Optimization

rqequilibrium.opt

ProjectedGradientDescent

A class for performing projected gradient descent to solve optimization problems.

Attributes:

Name	Type	Description
`lr`	`float`	Learning rate for the gradient descent step.
`projection`	`Callable`	Function to project the point onto a feasible set after each step.

Methods:

Name	Description
`step`	np.ndarray, gradients_values: np.ndarray) -> np.ndarray: Performs a single step of projected gradient descent.
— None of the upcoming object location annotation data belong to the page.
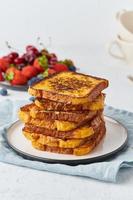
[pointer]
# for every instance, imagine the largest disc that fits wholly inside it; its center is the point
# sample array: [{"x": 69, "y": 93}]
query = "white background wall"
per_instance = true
[
  {"x": 80, "y": 30},
  {"x": 68, "y": 22}
]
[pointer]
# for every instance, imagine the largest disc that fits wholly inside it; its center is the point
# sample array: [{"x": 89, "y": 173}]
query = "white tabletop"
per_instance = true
[{"x": 22, "y": 183}]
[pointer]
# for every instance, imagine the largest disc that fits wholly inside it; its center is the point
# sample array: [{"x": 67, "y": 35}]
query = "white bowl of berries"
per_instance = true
[{"x": 20, "y": 71}]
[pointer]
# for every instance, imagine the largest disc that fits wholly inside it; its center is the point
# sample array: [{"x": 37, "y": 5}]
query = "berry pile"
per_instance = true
[{"x": 32, "y": 66}]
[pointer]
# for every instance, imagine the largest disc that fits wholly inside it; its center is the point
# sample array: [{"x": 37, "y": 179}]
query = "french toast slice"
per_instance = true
[
  {"x": 78, "y": 133},
  {"x": 71, "y": 116},
  {"x": 55, "y": 142},
  {"x": 45, "y": 104},
  {"x": 79, "y": 151},
  {"x": 69, "y": 87},
  {"x": 59, "y": 125}
]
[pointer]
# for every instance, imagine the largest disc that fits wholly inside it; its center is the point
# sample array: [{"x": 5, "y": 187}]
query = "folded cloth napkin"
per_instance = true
[{"x": 106, "y": 171}]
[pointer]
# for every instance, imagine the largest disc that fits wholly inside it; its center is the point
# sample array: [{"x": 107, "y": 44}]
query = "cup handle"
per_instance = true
[
  {"x": 115, "y": 43},
  {"x": 118, "y": 14}
]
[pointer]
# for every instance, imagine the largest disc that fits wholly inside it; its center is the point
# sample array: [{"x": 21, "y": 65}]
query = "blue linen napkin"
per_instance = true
[{"x": 105, "y": 171}]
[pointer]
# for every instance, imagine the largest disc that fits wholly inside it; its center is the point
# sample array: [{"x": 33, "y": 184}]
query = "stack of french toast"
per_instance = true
[{"x": 67, "y": 114}]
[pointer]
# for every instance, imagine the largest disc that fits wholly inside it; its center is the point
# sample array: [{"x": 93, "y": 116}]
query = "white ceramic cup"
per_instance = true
[
  {"x": 124, "y": 48},
  {"x": 125, "y": 22}
]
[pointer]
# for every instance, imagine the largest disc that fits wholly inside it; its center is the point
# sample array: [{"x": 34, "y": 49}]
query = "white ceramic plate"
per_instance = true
[{"x": 114, "y": 141}]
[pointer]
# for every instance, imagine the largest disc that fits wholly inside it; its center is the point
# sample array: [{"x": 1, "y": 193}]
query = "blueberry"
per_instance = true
[
  {"x": 3, "y": 92},
  {"x": 32, "y": 99},
  {"x": 72, "y": 68}
]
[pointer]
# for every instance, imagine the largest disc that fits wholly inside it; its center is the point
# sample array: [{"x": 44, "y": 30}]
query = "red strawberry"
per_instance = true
[
  {"x": 4, "y": 64},
  {"x": 58, "y": 67},
  {"x": 51, "y": 71},
  {"x": 1, "y": 76},
  {"x": 9, "y": 74},
  {"x": 41, "y": 63},
  {"x": 19, "y": 79},
  {"x": 29, "y": 71},
  {"x": 15, "y": 76}
]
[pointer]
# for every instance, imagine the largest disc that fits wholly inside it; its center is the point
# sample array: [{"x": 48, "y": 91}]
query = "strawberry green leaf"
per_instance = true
[{"x": 10, "y": 76}]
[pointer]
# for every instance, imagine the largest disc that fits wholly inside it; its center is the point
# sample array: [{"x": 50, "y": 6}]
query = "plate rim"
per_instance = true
[{"x": 69, "y": 162}]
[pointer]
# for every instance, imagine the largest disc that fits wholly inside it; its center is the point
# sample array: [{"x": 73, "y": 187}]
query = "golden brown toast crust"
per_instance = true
[
  {"x": 73, "y": 116},
  {"x": 91, "y": 128},
  {"x": 79, "y": 151},
  {"x": 61, "y": 85},
  {"x": 45, "y": 104},
  {"x": 60, "y": 125}
]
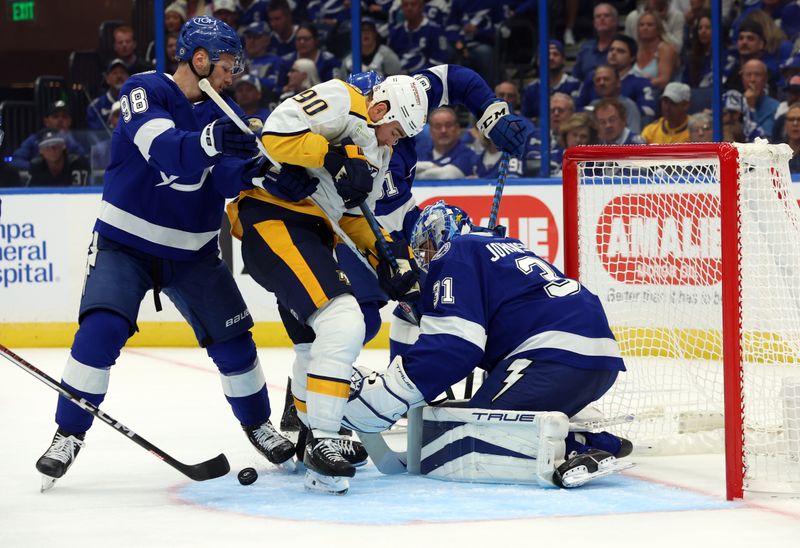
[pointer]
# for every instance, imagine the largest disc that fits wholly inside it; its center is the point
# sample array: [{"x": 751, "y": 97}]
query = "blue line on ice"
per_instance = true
[{"x": 375, "y": 499}]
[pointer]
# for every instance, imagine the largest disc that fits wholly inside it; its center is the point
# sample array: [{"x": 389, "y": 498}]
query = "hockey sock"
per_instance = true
[
  {"x": 242, "y": 378},
  {"x": 96, "y": 347}
]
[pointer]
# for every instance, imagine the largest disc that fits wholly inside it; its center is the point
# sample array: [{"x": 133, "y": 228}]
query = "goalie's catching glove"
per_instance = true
[
  {"x": 292, "y": 184},
  {"x": 378, "y": 399},
  {"x": 507, "y": 131},
  {"x": 401, "y": 283},
  {"x": 350, "y": 172},
  {"x": 223, "y": 136}
]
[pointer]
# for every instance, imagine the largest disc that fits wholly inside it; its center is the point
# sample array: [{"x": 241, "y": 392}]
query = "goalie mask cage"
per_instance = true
[{"x": 694, "y": 250}]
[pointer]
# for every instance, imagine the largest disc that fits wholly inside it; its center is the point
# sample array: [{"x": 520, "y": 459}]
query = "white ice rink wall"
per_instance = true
[{"x": 44, "y": 235}]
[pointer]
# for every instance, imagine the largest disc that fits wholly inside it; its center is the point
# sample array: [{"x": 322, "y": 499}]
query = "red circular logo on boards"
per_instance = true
[
  {"x": 669, "y": 239},
  {"x": 527, "y": 218}
]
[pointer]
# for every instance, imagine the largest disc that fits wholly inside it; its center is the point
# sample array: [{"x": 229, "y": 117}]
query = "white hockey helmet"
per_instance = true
[{"x": 407, "y": 101}]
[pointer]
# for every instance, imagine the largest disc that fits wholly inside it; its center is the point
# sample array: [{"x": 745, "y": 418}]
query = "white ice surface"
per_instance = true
[{"x": 117, "y": 495}]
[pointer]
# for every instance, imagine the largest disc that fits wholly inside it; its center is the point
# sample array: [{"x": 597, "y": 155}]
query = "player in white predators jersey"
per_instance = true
[{"x": 344, "y": 140}]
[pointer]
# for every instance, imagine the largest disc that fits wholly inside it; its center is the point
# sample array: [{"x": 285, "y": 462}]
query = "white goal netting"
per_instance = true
[{"x": 650, "y": 237}]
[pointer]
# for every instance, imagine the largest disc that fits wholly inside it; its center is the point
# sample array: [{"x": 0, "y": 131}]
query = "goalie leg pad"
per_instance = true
[{"x": 492, "y": 445}]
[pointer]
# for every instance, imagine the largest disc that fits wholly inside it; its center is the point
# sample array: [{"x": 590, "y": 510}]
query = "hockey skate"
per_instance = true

Updates the current point `w` by subtracting the scaled gradients and projecting it onto the feasible set.

Source code in src/rqequilibrium/opt.py

class ProjectedGradientDescent:
    """
    A class for performing projected gradient descent to solve optimization problems.

    Attributes:
        lr (float): Learning rate for the gradient descent step.
        projection (Callable): Function to project the point onto a feasible set after each step.

    Methods:
        step(w: np.ndarray, gradients_values: np.ndarray) -> np.ndarray:
            Performs a single step of projected gradient descent.
            Updates the current point `w` by subtracting the scaled gradients and projecting it onto the feasible set.
    """

    def __init__(
        self,
        lr: float = 0.1,
        projection=lambda x: x,
    ):

        self.lr = lr
        self.projection = projection

    def step(self, w: np.ndarray, gradients_values: np.ndarray) -> np.ndarray:
        """
        Perform a single step of projected gradient descent.

        Parameters:
            w (np.ndarray): The current point.
            gradients_values (np.ndarray): The computed gradients at the current point.
        Returns:
            The updated point after one step.
        """

        w -= self.lr * gradients_values
        return self.projection(np.clip(w, 1e-12, 1 - 1e-12))

step

step(w: ndarray, gradients_values: ndarray) -> np.ndarray

Perform a single step of projected gradient descent.

Parameters:

Name	Type	Description	Default
`w`	`ndarray`	The current point.	required
`gradients_values`	`ndarray`	The computed gradients at the current point.	required

Returns: The updated point after one step.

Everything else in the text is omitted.